Германский же нацизм превыше всего ставил интересы немецкой нации. Но высшие интересы обеих наций — и советско-российской, и германской, заключались в обеспечении взаимной дружбы и сотрудничества, у которых были и естественная экономическая основа, и глубокие исторические корни. И вот на почве общности национальных интересов именно СССР и Германия совсем не обязательно должны бы ли сойтись в рукопашной.
Профессор Тэратака не ошибался: нацизм и большевизм, как идеологии, действительно были генетически глубоко чужды друг другу, вплоть до прямого антагонизма.
Но это не означало, что такими же генетическими врагами были нацистский Третий Рейх — как государство германского народа, и социалистический Советский Союз — как государство советского народа. Германия и Россия исторически и геополитически изначально врагами не были, потому что всегда были призваны не уничтожать, а дополнять друг друга.

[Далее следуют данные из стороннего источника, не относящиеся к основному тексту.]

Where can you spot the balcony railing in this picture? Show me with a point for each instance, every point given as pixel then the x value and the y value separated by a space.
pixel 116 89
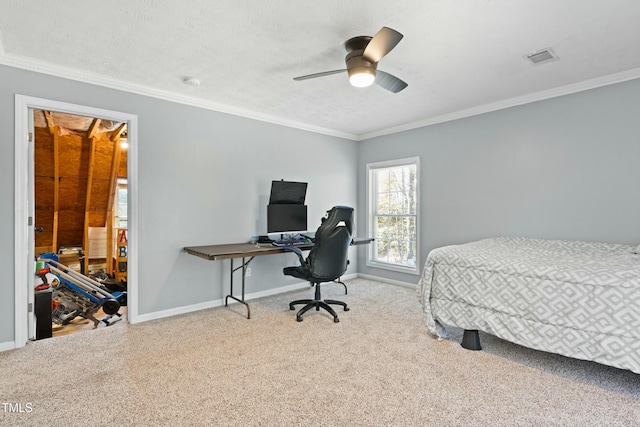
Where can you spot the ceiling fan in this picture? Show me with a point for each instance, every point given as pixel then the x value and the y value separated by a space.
pixel 362 61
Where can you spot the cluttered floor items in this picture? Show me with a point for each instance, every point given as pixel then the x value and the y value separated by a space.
pixel 63 294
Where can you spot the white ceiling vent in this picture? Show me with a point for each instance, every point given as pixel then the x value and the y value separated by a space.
pixel 541 56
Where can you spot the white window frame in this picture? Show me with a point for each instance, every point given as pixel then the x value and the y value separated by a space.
pixel 371 191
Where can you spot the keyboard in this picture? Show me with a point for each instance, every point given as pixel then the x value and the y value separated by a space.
pixel 290 242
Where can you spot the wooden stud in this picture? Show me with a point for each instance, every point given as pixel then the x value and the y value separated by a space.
pixel 87 206
pixel 93 129
pixel 56 189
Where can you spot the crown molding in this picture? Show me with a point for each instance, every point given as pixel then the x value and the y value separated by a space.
pixel 101 80
pixel 610 79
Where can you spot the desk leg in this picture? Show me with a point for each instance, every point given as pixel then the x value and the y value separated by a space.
pixel 244 275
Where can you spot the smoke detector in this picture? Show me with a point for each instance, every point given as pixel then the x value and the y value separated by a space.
pixel 190 81
pixel 541 57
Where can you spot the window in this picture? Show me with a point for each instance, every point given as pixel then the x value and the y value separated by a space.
pixel 393 214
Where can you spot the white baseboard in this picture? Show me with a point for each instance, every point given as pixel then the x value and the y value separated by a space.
pixel 390 281
pixel 9 345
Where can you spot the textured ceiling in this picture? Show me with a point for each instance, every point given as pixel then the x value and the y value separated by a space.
pixel 459 57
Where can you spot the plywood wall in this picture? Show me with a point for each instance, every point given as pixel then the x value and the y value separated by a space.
pixel 74 166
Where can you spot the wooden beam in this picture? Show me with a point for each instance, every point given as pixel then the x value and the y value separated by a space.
pixel 50 124
pixel 110 246
pixel 56 189
pixel 113 188
pixel 118 132
pixel 113 177
pixel 87 206
pixel 93 129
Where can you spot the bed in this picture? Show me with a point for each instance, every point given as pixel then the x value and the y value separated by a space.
pixel 578 299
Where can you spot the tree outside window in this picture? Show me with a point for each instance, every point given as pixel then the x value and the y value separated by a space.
pixel 393 214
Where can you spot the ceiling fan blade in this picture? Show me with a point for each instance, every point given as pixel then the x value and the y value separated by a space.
pixel 324 73
pixel 381 44
pixel 389 82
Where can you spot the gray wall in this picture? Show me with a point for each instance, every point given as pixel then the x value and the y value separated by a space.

И тем не менее между ними за короткий исторический период дважды возникали жестокие войны. В чем дело? Почему?
Подробно рассматривая обстоятельства и истоки формирования конфликта Германия — СССР, я обнаружил, что причины их возникновения ведут в глубь времен: от начала тридцатых годов — к послеверсальской Веймарской Германии и полутроцкистскому СССР начала двадцатых годов, затем — к Версальскому миру, Первой мировой войне, а потом — и к её предыстории.
При этом как-то естественно и логично такое ответвление темы приобретало самостоятельное значение и законченность.

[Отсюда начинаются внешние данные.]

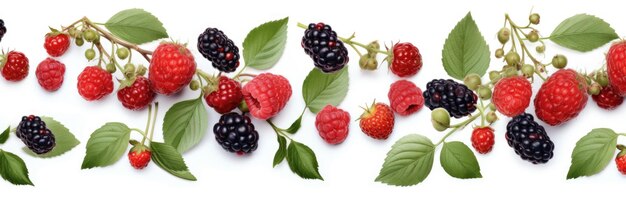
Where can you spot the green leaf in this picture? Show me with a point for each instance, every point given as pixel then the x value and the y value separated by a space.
pixel 106 145
pixel 302 161
pixel 265 44
pixel 65 140
pixel 583 33
pixel 593 153
pixel 185 123
pixel 408 162
pixel 170 160
pixel 320 89
pixel 281 152
pixel 13 169
pixel 459 161
pixel 136 26
pixel 5 135
pixel 465 50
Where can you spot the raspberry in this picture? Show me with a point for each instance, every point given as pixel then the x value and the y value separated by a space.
pixel 266 95
pixel 94 83
pixel 236 133
pixel 138 95
pixel 511 95
pixel 561 97
pixel 377 121
pixel 333 124
pixel 456 98
pixel 320 42
pixel 529 139
pixel 171 69
pixel 483 139
pixel 215 46
pixel 34 133
pixel 616 67
pixel 224 96
pixel 405 97
pixel 56 44
pixel 406 60
pixel 14 66
pixel 608 98
pixel 139 156
pixel 50 74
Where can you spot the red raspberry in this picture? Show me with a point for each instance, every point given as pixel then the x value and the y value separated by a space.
pixel 266 95
pixel 608 98
pixel 377 121
pixel 139 156
pixel 224 96
pixel 50 74
pixel 333 124
pixel 483 139
pixel 406 60
pixel 511 95
pixel 405 97
pixel 171 69
pixel 561 97
pixel 56 44
pixel 138 95
pixel 616 67
pixel 14 66
pixel 94 83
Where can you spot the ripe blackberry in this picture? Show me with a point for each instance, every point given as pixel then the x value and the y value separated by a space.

После того как предыстория, история и послеистория старой войны легла на бумагу, я понял, что одну-то книгу я уже написал — ту, которую ты, читатель, сейчас держишь в руках. Первая основная идея её ясна и в особых комментариях не нуждается. Мировые войны задумало и обеспечило Мировое Золото. Властвующие эксплуататорские элиты мира — вот основная и единственная причина крупных войн XX века.

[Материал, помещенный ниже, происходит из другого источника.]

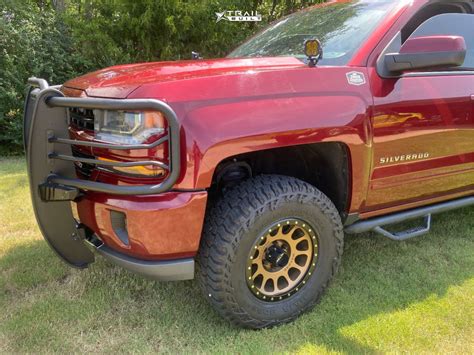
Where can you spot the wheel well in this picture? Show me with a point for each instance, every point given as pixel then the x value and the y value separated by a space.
pixel 323 165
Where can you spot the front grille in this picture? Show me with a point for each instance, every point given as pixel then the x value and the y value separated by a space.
pixel 83 169
pixel 82 118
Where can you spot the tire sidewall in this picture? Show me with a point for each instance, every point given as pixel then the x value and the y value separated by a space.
pixel 309 293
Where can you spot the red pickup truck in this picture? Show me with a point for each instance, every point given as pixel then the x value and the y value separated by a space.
pixel 347 117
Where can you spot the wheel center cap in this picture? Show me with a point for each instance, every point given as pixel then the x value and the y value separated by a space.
pixel 277 256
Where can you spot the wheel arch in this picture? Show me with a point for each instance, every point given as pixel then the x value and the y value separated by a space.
pixel 325 165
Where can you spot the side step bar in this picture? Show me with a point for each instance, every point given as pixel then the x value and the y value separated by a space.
pixel 165 270
pixel 376 224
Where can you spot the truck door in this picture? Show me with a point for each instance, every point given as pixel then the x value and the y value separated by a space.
pixel 423 127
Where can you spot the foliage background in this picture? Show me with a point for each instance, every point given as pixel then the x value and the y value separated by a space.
pixel 60 39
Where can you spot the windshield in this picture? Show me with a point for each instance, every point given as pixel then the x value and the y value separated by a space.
pixel 341 27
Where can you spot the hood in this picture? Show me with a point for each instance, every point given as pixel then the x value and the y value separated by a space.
pixel 120 81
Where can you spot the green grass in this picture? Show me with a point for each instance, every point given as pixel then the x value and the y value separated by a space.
pixel 414 296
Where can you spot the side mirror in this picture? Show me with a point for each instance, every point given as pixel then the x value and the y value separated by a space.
pixel 426 53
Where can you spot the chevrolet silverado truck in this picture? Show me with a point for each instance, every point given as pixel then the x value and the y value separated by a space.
pixel 346 117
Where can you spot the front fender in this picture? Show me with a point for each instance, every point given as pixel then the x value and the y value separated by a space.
pixel 215 133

Разрабатывая и аргументируя эту идею, погружаясь в давно отшумевшие, но все еще не устаревшие страсти, я раз за разом приходил к мысли об искусственности участия дореволюционной России в войне западного мира с Германией. Не должны мы были с ней воевать, ни к чему это было нам, с любой точки зрения. Если, конечно, иметь в виду точку зрения друга России, а не ее недоброжелателя.
Собственно, исследуя проблему «германцы — русские славяне», можно было бы добраться до времен поздней Римской империи и даже более древних — ведических, арийских.
И на этом пути — далеко не богатом взаимными конфликтами, мы вспомнили бы, что Ливонскую, например, войну Иван Грозный вел не с немцами, а прежде всего — со шведами, что на Грюнвальдском поле смоленские полки были лишь в силу того, что смоленские земли находились тогда под властью Литвы, что Александр Невский получил свое прозвище за невскую победу 1240 года не над немецкими «псами-рыцарями», а над шведским войском во главе с родственником шведского короля Биргером. Да и в Ледовом побоище, в столкновении с Тевтонским орденом, произошедшем через два года, орденские войска были фактически интернациональными (немцы, датчане, рыцари-добровольцы из других европейских стран, чудь — эсты).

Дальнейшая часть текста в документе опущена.